Miss Grey, the teacher, left her seat and hurried to the window. Nothing was to be seen but snow. Not the soft, feathery flakes of eastern storms, but sharp ice-like particles that cut and stung when it beat against the flesh, like needles.
Here was a situation! Though new to the country, Miss Grey had been warned of the terrible storms which sometimes descended upon it, obliterating every landmark, and so blinding and bewildering one that even the sense of direction was lost, while the icy wind that came with it, seemed to freeze the very vitals, and left many lost and frozen in its path.
Though it was her first sight of the monster, she recognized it in a moment, and her instant thought was, “O God! what can I do with these children?” And a faintness, almost a feeling of despair, came over her. Then seeing that all order was at an end, and the children were huddled about her, some crying and all terrified, she pulled herself together, realizing that to avert a real panic she must arouse herself. She returned to her seat, and in as calm a voice as she could command, she ordered the children back to their seats, to give her time to consider what she could do.
“Please may I go home?” came anxiously from small lips of the younger children. Older ones knew well that one step beyond the door they would be lost, for years of experience with blizzards and the stern directions of parents never to venture out in one was thoroughly impressed on their minds.
“Wait till I think!” was the answer of the teacher to these requests; and for a few moments she did try to think, but all the time she knew in her heart that she should have to keep them all, and make them as comfortable as she could.
At length she spoke. “You know, children, that it will not be safe to go out in the storm.
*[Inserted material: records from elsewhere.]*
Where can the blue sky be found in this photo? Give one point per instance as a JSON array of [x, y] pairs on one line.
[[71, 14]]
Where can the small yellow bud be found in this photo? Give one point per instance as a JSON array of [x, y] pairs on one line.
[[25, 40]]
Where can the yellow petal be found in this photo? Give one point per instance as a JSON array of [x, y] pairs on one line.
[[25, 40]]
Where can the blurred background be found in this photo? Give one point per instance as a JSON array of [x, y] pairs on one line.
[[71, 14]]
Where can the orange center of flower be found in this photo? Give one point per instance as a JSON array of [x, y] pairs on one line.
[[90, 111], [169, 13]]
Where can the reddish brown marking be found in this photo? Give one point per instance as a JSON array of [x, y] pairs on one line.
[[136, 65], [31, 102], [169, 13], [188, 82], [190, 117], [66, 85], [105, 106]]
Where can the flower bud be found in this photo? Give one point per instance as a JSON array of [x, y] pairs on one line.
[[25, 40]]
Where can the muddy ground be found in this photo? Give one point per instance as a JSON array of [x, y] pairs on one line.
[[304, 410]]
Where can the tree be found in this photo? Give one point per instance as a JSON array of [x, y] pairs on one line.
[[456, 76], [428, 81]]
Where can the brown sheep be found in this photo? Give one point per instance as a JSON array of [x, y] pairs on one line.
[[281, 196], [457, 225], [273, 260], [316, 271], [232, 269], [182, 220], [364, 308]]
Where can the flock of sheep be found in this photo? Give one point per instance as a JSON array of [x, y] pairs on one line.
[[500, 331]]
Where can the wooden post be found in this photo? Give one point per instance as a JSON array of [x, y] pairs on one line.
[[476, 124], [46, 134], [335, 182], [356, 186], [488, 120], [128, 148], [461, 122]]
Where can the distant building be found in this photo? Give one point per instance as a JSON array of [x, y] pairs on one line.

You could not find your way; you would be lost and perhaps perish in the snow. We must just be patient and make ourselves as comfortable as we can. You may put away your books,”—for she saw that study or school work would be impossible in their state of excitement. With sudden inspiration she went on: “We will have a recess, and I will tell you a story, but first we must have some more wood. Harry, will you bring some?”
Harry Field was her oldest scholar and gave her the most trouble. He was in fact full-grown and seventeen years old. He did the work of a man on the farm all summer, but being anxious to get more of an education, he went to school in winter.